Manually Importing Vulnerabilities

The Universal Vulnerability Ingestion (UVI) feature allows you to manually upload vulnerability data into the Integrated Vulnerability Remediation (IVR) application in the Bigfix SaaS using a CSV file.

About this task

Manual imports are useful for integrating vulnerability data from external scanners or custom sources. By default, the Integrated Vulnerability Remediation dashboard opens the Scanner Import view. You can toggle to the File Import view to manually upload your file.
During the import process, you choose whether to merge the new vulnerabilities with your manual data or replace your previously imported data entirely. You must map the columns in your CSV file to the mandatory system fields.
Note:
The maximum supported file size is 50 MB for a single CSV file and 250 MB in total for multiple files per tenant.

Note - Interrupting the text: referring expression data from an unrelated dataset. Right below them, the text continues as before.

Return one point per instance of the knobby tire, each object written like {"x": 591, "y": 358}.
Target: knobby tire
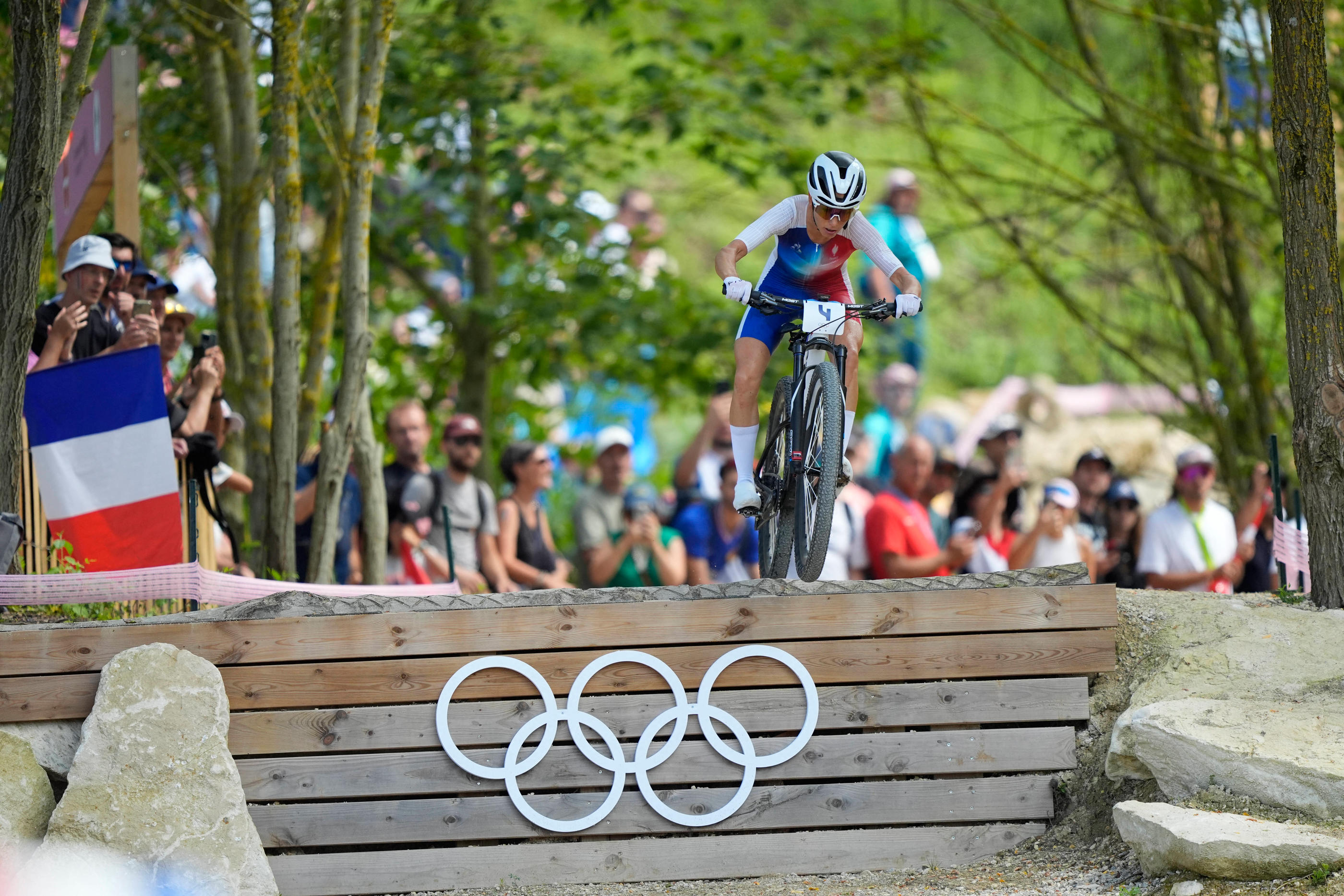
{"x": 823, "y": 433}
{"x": 777, "y": 531}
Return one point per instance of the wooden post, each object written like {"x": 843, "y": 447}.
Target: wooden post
{"x": 125, "y": 142}
{"x": 103, "y": 155}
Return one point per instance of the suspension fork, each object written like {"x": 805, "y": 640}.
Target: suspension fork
{"x": 795, "y": 445}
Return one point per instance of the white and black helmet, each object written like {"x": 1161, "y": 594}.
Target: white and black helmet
{"x": 837, "y": 179}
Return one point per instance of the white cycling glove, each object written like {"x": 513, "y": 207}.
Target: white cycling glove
{"x": 737, "y": 289}
{"x": 908, "y": 305}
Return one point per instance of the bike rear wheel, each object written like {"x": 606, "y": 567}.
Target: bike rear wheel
{"x": 777, "y": 528}
{"x": 823, "y": 433}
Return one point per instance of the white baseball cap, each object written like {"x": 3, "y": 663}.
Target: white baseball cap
{"x": 1198, "y": 453}
{"x": 89, "y": 251}
{"x": 609, "y": 436}
{"x": 1062, "y": 492}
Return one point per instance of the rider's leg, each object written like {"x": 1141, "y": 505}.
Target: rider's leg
{"x": 851, "y": 339}
{"x": 753, "y": 357}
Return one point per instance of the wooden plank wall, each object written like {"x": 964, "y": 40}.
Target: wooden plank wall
{"x": 943, "y": 717}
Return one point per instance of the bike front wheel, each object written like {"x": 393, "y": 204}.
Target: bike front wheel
{"x": 777, "y": 526}
{"x": 815, "y": 499}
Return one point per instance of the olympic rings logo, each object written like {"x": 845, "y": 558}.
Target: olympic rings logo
{"x": 643, "y": 762}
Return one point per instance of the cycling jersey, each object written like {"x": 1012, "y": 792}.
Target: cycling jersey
{"x": 802, "y": 269}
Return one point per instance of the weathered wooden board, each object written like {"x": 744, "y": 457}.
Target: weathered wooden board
{"x": 773, "y": 808}
{"x": 572, "y": 626}
{"x": 632, "y": 860}
{"x": 826, "y": 757}
{"x": 408, "y": 727}
{"x": 387, "y": 681}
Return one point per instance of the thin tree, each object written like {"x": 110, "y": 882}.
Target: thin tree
{"x": 350, "y": 430}
{"x": 287, "y": 41}
{"x": 1304, "y": 142}
{"x": 44, "y": 112}
{"x": 327, "y": 275}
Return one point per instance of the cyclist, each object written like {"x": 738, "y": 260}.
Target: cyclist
{"x": 815, "y": 236}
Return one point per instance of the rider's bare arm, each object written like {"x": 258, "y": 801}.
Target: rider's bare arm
{"x": 867, "y": 239}
{"x": 726, "y": 263}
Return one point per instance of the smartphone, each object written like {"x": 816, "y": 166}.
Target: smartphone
{"x": 209, "y": 339}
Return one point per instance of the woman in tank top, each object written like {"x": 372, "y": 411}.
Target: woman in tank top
{"x": 526, "y": 542}
{"x": 1054, "y": 540}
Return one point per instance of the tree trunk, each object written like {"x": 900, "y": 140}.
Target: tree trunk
{"x": 336, "y": 442}
{"x": 249, "y": 301}
{"x": 369, "y": 468}
{"x": 478, "y": 336}
{"x": 287, "y": 39}
{"x": 42, "y": 119}
{"x": 328, "y": 261}
{"x": 1304, "y": 142}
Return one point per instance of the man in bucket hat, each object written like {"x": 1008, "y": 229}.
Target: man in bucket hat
{"x": 88, "y": 271}
{"x": 1190, "y": 545}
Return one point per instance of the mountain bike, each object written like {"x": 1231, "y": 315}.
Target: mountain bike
{"x": 799, "y": 471}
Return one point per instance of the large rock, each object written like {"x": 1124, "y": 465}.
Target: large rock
{"x": 1244, "y": 695}
{"x": 54, "y": 743}
{"x": 26, "y": 800}
{"x": 1279, "y": 755}
{"x": 154, "y": 779}
{"x": 1221, "y": 844}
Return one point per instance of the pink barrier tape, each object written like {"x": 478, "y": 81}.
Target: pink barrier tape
{"x": 183, "y": 581}
{"x": 1291, "y": 550}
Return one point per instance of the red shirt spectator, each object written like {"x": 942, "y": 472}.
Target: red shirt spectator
{"x": 901, "y": 540}
{"x": 898, "y": 525}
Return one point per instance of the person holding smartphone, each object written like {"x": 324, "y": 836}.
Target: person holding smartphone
{"x": 1056, "y": 539}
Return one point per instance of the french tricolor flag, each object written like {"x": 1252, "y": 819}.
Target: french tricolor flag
{"x": 103, "y": 452}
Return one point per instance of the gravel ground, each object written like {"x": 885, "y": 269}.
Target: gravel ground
{"x": 1034, "y": 870}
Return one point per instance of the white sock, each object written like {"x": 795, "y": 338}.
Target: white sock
{"x": 744, "y": 451}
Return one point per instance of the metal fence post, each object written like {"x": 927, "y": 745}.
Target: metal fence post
{"x": 192, "y": 531}
{"x": 1279, "y": 499}
{"x": 448, "y": 543}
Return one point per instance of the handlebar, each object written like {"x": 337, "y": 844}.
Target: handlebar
{"x": 768, "y": 304}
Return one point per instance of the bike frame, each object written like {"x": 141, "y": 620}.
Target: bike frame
{"x": 800, "y": 343}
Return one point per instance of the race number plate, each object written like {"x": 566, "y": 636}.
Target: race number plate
{"x": 823, "y": 319}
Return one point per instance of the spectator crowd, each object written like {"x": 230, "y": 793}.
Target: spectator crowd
{"x": 928, "y": 516}
{"x": 912, "y": 510}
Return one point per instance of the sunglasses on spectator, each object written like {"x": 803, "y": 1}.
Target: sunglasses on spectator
{"x": 828, "y": 213}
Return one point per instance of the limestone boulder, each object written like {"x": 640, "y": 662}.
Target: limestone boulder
{"x": 154, "y": 779}
{"x": 54, "y": 743}
{"x": 26, "y": 799}
{"x": 1280, "y": 754}
{"x": 1221, "y": 844}
{"x": 1238, "y": 692}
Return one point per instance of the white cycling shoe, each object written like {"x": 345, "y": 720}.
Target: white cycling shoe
{"x": 746, "y": 500}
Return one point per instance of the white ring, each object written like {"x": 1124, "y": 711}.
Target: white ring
{"x": 679, "y": 714}
{"x": 619, "y": 757}
{"x": 446, "y": 696}
{"x": 810, "y": 720}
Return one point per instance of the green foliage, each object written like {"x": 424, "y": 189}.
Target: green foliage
{"x": 1288, "y": 596}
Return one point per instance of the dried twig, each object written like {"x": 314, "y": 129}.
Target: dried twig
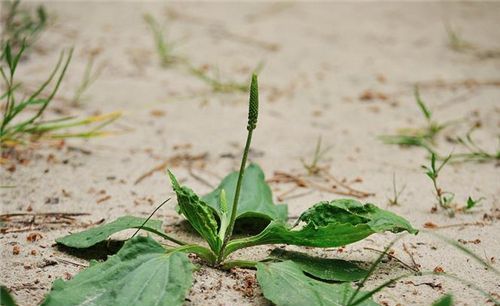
{"x": 395, "y": 258}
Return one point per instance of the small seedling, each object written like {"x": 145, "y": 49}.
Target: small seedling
{"x": 21, "y": 28}
{"x": 423, "y": 137}
{"x": 319, "y": 153}
{"x": 164, "y": 49}
{"x": 17, "y": 121}
{"x": 426, "y": 138}
{"x": 145, "y": 272}
{"x": 394, "y": 201}
{"x": 456, "y": 42}
{"x": 445, "y": 198}
{"x": 475, "y": 153}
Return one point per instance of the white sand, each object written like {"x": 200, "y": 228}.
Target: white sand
{"x": 328, "y": 55}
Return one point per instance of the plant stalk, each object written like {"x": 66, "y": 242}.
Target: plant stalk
{"x": 253, "y": 111}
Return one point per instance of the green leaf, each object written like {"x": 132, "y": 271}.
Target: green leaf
{"x": 256, "y": 199}
{"x": 141, "y": 273}
{"x": 329, "y": 224}
{"x": 446, "y": 300}
{"x": 5, "y": 298}
{"x": 198, "y": 213}
{"x": 322, "y": 268}
{"x": 98, "y": 234}
{"x": 285, "y": 284}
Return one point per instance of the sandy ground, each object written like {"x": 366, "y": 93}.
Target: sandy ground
{"x": 319, "y": 60}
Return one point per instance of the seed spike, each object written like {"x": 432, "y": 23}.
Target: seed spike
{"x": 253, "y": 107}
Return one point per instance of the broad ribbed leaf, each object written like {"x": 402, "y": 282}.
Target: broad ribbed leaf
{"x": 285, "y": 284}
{"x": 98, "y": 234}
{"x": 141, "y": 273}
{"x": 329, "y": 224}
{"x": 256, "y": 199}
{"x": 198, "y": 213}
{"x": 322, "y": 268}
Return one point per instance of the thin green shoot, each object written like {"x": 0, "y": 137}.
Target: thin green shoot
{"x": 312, "y": 166}
{"x": 149, "y": 217}
{"x": 16, "y": 121}
{"x": 423, "y": 137}
{"x": 371, "y": 270}
{"x": 20, "y": 25}
{"x": 253, "y": 113}
{"x": 444, "y": 198}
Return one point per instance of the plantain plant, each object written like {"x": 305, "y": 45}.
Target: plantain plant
{"x": 147, "y": 272}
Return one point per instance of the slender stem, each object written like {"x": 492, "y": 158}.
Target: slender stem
{"x": 165, "y": 236}
{"x": 253, "y": 111}
{"x": 234, "y": 210}
{"x": 203, "y": 252}
{"x": 250, "y": 264}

Concurrently, tenants can only upload a maximum of 2 files.

Prerequisites

Before you import vulnerability data, ensure that the following conditions are met:
  1. Your endpoints are registered to the root server provisioned for you in SaaS. For more information, see Adding devices to BigFix.
  2. Your devices are scanned by the relevant scanners so that you can download the vulnerability information as a CSV file.

Importing and Mapping Vulnerability Data

Use the following steps to upload your CSV file, choose whether to merge or replace existing data, and map your spreadsheet columns to the required system fields using the Import Data wizard.

  1. On the left navigation pane, go to Resolve > Integrated Vulnerability Remediation to access the IVR application dashboard.
    Note:
    By default, the dashboard displays the IVR - Scanner Import view.
  2. In the upper-right corner of the dashboard, select File Import to switch to the IVR - File Import page.

  3. Select Import to launch the Import Data wizard.
    Note:
    The Import button is only available in the File Import view. Manual imports are not supported in the Scanner Import view.

  4. In the Upload File step, configure the following import settings:

    1. Select Import Mode: Choose how the system handles the incoming data:
      • Replace: Deletes your previously imported data and replaces it entirely with the new file.
      • Merge: Appends new vulnerabilities to your existing data.
        Note:
        You can only select Merge if the new source of data matches your existing, configured data source. If the data sources do not match, you must select Replace.
    2. Select the source of data to import: Choose either Tenable or General CSV File depending on your data origin.
    3. Drag and drop your .csv file into the upload area, or select Browse from computer to locate the file. Select Next.
  5. In the Select Header step, review the data preview table. Select the checkbox next to the row that contains your column headers. This ensures the system does not import your header row as a vulnerability record. Select Next.

  6. In the Map Column Row step, map the columns from your CSV file to the IVR system fields using the dropdown menus. You must map the following required fields marked with an asterisk (*) to proceed:
    • ID

    • Vulnerability Name

    • CVE IDs

    Select Next when mapping is complete.

  7. In the Confirm step, review the final preview of your mapped data.

    Note:
    Rows with duplicate IDs may be consolidated, and rows with invalid values will be removed. Only column headers mapped to IVR fields are displayed.

  8. Select Import to finalize the process. An Import Information toast notification appears stating, "Please wait... Do not refresh, switch to other applications, or close the window."
    Important:
    Do not navigate away from the page while this notification is displayed. Interrupting the session may cause the import to fail.

    When the import completes successfully, a confirmation toast notification appears.

    After the import is complete, the vulnerability data populates the File Import Summary section on the page. From this view, you can select the newly imported vulnerabilities and select Remediate to initiate the IVR Remediation Flow.

Monitoring Import Logs

You can track the processing status and view historical import metrics for all manually uploaded files. The Import Log also allows you to cancel an import that is still in progress.

  1. On the IVR - File Import page, select the Import Log tab.

  2. Review the grid to monitor your imports. The grid provides the following information for each file:
    Column Description
    File Name The original name of the uploaded CSV spreadsheet.
    Processed File Rows The total number of valid vulnerability records successfully parsed and imported from the file.
    Date The timestamp indicating when the import was initiated.
    Records Skipped The number of duplicate or invalid records that the system skipped during the import process.
    Initiated By The username or email address of the user who started the import.
    Status The current state of the import. Values include Inprogress (the system is actively processing the data) and Completed (the data is fully imported and available in the dashboard), Failed (the import could not be completed), and Cancelled (the import was manually stopped before completion).
    Action Displays a cancel icon (⊗) for each import entry. For imports with a status of Inprogress, the icon is active and allows you to cancel the import. For completed or failed imports, the icon is disabled.
  3. To cancel an Inprogress Import:
    1. Locate the import with a status of Inprogress.
    2. Select the cancel icon (⊗) in the Action column.
    3. In the Cancel import confirmation dialog, select one of the following:

      • Cancel: Cancels the import and stops further processing.
      • Keep Import: Dismisses the dialog and allows the import to continue.